Gerald Oskoboiny <gerald@w3.org> may have provided just the information
which will spare me any more torture. He has suggested I look at IDML. I
have yet to find an IDML spec but, not finding a spec on the web, I have
written to Doug Donohoe <donohoe@emerge.com>, one of the team which
developed Identify based on IDML, to find out more.

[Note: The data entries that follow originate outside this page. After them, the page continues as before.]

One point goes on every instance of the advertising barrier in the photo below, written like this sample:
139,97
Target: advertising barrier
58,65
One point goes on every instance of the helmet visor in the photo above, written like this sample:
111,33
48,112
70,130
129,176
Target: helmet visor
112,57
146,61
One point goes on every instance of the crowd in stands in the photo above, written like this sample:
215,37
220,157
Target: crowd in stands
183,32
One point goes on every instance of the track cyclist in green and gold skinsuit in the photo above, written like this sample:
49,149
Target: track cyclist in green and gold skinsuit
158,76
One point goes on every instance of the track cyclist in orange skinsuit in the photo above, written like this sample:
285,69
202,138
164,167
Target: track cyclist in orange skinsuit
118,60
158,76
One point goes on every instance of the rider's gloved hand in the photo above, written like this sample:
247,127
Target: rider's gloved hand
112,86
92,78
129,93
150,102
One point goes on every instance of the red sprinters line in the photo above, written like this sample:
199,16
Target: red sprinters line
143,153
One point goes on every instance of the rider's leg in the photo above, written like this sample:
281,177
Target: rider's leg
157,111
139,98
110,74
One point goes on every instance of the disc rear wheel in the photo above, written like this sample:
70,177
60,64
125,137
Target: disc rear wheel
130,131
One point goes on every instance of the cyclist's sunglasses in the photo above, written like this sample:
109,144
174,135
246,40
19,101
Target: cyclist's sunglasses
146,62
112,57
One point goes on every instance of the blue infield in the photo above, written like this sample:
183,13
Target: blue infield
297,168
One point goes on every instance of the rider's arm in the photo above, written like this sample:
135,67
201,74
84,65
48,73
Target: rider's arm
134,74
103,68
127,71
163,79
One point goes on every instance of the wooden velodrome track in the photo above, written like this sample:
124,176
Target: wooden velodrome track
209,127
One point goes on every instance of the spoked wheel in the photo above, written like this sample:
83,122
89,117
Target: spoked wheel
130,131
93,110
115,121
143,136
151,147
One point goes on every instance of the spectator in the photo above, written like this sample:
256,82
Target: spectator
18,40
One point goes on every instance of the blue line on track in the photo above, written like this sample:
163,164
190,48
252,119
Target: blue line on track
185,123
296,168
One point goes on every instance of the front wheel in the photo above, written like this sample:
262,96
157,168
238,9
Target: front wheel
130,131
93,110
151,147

The little I know about IDML makes it sound very useful in terms of
improving web searchability. It seems that the extremists from the META
Jihad may have destroyed a valuable system.

Kind regards,
Dudley Mills,
30 Hutchison Crescent, Kambah, ACT 2902, Australia.
phone/fax: +61-2-6296-2639
email: dudmills@ozemail.com.au
web: http://www.ozemail.com.au/~dudmills/

> 
> >
> > At the very least the granting of these patents demonstrates that
> > inventions having a special new HTML or SGML tag or element as an
> > essential component are considered patentable by their US Patent
> > Examiners.
> 
> Dudley,
> 
> I don't know if you've been through the US patent process before or
> not, but it is interesting.  From my experience, the patent examiners
> don't really understand the technology.  The first few times I went
> through the process, this surprised and irritated me, though later I
> realized that of course they can't know the technology, given the wide
> range of technologies they have to cover.  Also, they understand
> themselves perfectly well that they don't understand the technology.
> As a result, their procedure (again, speaking from my experience only)
> is to assume that anything that remotely resembles your patent
> application makes it invalid, and force the applicant to argue against
> their rejection.
> 
> What I found was that they initially take a hard stand, but in fact it
> doesn't take much counter-argument to get them to buckle-under and
> grant the patent.
> 
> In any event, after going through this a few times, it became clear to
> me that almost anybody could patent almost anything, and just through
> clever use of terminology or plain obfuscation bowl the poor patent
> examiners over.
> 
> In other words, the fact that somebody has been awarded a patent on
> something by no means means that either 1) there wasn't prior art, or
> 2) the thing wasn't perfectly obvious with anybody reasonably skilled
> in the art or whatever the legal phrase is.
> 
> And what this means is that patents can be and obviously are often
> fought out in courts, at great expense, and usually to the detriment
> of the little guy.  Since it is often the little guy that drives
> inovation, which in turn drives this industry, patents are widely seen
> (often if not usually justifiably) as a hinderance to progress rather
> than the reverse.  For this reason, you should not be surprised at the
> rather hostile reaction to your patent.
> 
> You should also not be surprised if, after you get your patents, at
> considerable expense I'm sure, you don't make a single cent off of
> them.  Unless your lawyers are bigger than those of the companys' you
> hope to liscense to, your patent, weak as it appears to be (based on
> the reaction of this audience), may very well not help you at all.